Comment 16 Yaniv Lavi 2015-10-29 12:45:05 UTC
In oVirt testing is done on single release by default. Therefore I'm removing the 4.0 flag. If you think this bug must be tested in 4.0 as well, please re-add the flag. Please note we might not have testing resources to handle the 4.0 clone.

Comment 17 Michal Skrivanek 2015-11-05 18:03:41 UTC
Pending on resolution of 1273491. Expecting that post 7.2 GA hence we want to bump up libvirt version in vdsm spec

Comment 18 Martin Polednik 2015-11-11 11:11:44 UTC
Workaround for the time being is disabling memory hotplug in engine-config.

Comment 21 Michal Skrivanek 2015-12-09 12:49:10 UTC
moving to ON_QA based on https://bugzilla.redhat.com/show_bug.cgi?id=1280420#c9

Comment 22 Red Hat Bugzilla Rules Engine 2015-12-09 12:59:18 UTC
Bug tickets that are moved to testing must have target release set to make sure tester knows what to test.
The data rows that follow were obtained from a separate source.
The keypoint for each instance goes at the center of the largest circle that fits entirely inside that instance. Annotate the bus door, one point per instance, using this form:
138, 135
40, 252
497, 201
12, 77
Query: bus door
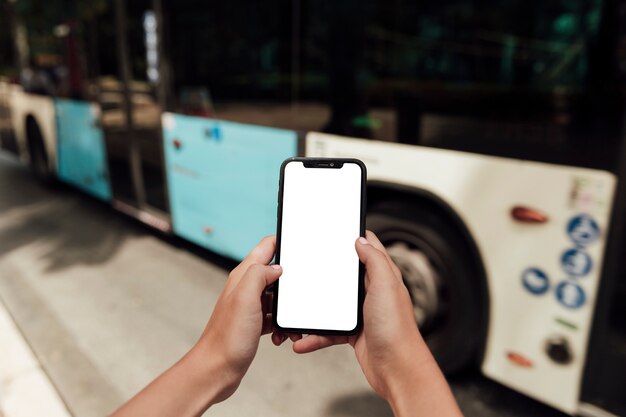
131, 119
Please set the correct target release before moving to ON_QA.

Comment 23 Nisim Simsolo 2015-12-14 14:09:48 UTC
Verified: 
rhevm-3.6.1.2-0.1 
libvirt-client-1.2.17-13.el7_2.2.x86_64
qemu-kvm-rhev-2.3.0-31.el7_2.4.x86_64
vdsm-4.17.13-1.el7ev.noarch

Scenario:
(verified using rhel and windows 8 VM on AMD and Intel based hosts)
1. Run VM
2. Hotplug increase memory
3. Verify VM continues to run and memory increased properly.